This Lawyer Regularly Makes False And Unfounded Claims About Deaths That Inspired Riots

(Photo by KEREM YUCEL/AFP via Getty Images)

Michael Ginsberg Congressional Correspondent
Font Size:

Florida-based attorney Benjamin Crump has a pattern of making inflammatory and false statements about deaths that were later protested by the Black Lives Matter movement.

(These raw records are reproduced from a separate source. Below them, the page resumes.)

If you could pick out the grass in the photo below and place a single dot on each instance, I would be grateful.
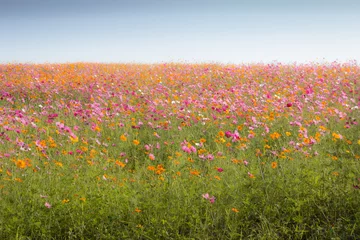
(179, 152)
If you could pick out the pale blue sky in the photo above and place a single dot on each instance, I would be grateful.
(146, 31)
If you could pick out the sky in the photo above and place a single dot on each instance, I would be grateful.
(190, 31)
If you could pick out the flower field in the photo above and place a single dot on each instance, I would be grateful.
(179, 151)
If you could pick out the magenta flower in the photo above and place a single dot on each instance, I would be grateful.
(206, 196)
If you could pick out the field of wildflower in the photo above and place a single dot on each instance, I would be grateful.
(179, 151)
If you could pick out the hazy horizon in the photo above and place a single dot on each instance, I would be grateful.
(140, 31)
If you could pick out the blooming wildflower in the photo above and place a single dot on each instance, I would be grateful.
(275, 135)
(123, 138)
(119, 163)
(212, 199)
(21, 164)
(195, 172)
(235, 210)
(274, 165)
(251, 175)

Crump has represented Jacob Blake and the families of Trayvon Martin, Michael Brown, and Breonna Taylor. Here are some examples of false or unfounded claims the lawyer has spread.

Trayvon Martin

Crump first rose to prominence when he represented the family of Trayvon Martin, who was killed in 2012 by neighborhood watch volunteer George Zimmerman. Zimmerman was acquitted of murder charges in Martin’s death in 2013 after defense attorneys argued that Zimmerman acted in self-defense. Crump asserted on CNN that “there was something that night [the Sanford Police Department and Zimmerman] conspired to cover up” after surveillance video showed Zimmerman entering a Sanford police station with a gash on the back of his head.

Michael Brown

Brown was fatally shot in 2014 after attacking Ferguson, Missouri police officer Darren Wilson.

“Although some witnesses state that Brown held his hands up at shoulder level with his palms facing outward for a brief moment, these same witnesses describe Brown then dropping his hands and ‘charging’ at Wilson,” a report issued by the Justice Department in 2015 revealed, dispelling the myth that Brown was shot as he said “hands up, don’t shoot.”

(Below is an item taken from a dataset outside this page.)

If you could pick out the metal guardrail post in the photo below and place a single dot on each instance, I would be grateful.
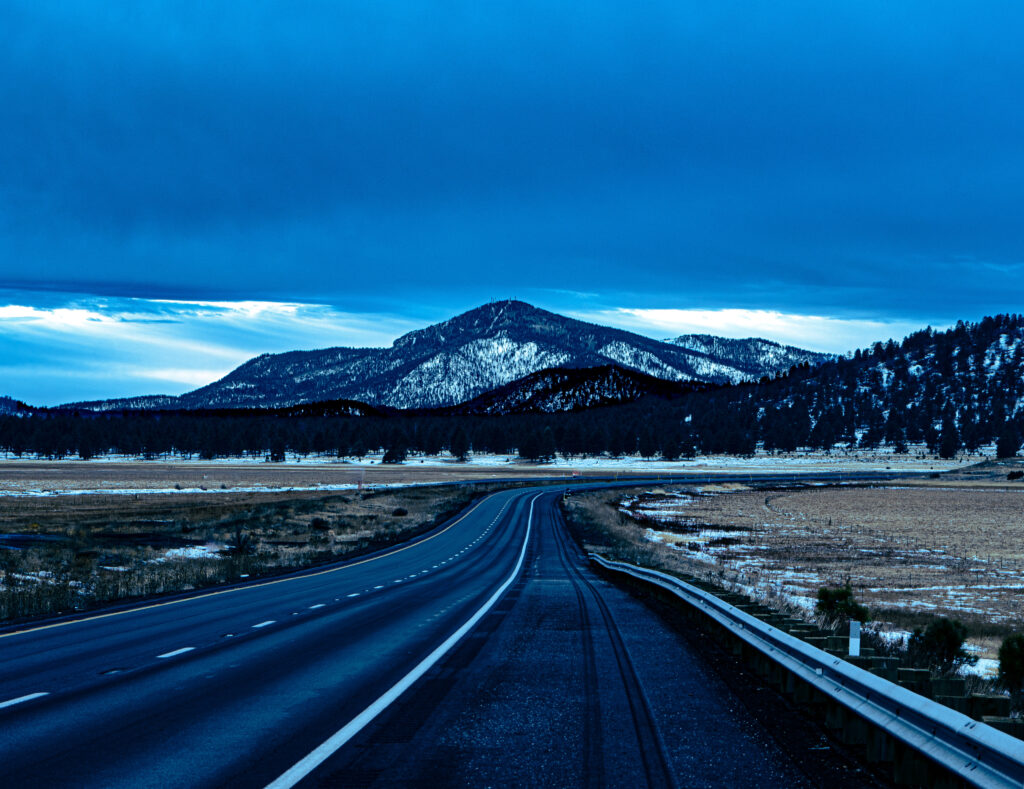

Nevertheless, Crump remained one of the leading propagators of the myth that Brown was shot as he surrendered to Wilson.

A wrongful death lawsuit filed by Crump on behalf of the Brown family claimed that Brown “turned around and raised his hands in a non-threatening manner. Upon information and belief, MBJ conveyed the following statement to Defendant Wilson: ‘Don’t shoot. I don’t have a gun. I’m unarmed,” according to Time Magazine. The lawsuit was filed more than a month after the Justice Department report found that Wilson’s account of an assault was corroborated by physical evidence and eyewitnesses. (RELATED: Claim: Darren Wilson Suffered Fractured Eye Socket)

Breonna Taylor

Taylor was killed by Louisville police officers in March 2020 as they executed a search warrant on her apartment. Crump claimed that “police had the wrong address and their real suspect was already in custody.”

Police were investigating Taylor’s ex-boyfriend, Jamarcus Glover, who was awaiting trial on drug charges. According to a search warrant, Glover was receiving packages connected to drug trafficking at Taylor’s home.

The police officer who obtained the warrant, Joshua Jaynes, was later fired after investigators determined that his presentation of the facts to the judge was “misleading.” Jaynes did not personally receive the information listed in the warrant from a postal inspector, and other witnesses told Louisville police that Taylor did not receive packages, “suspicious or otherwise,” from Glover at her home.

George Floyd

Minneapolis police officer Derek Chauvin was convicted of second-degree murder, third-degree murder, and second-degree manslaughter in George Floyd’s death. Crump, however, repeated a claim that Floyd and Chauvin knew each other, and that Chauvin targeted Floyd.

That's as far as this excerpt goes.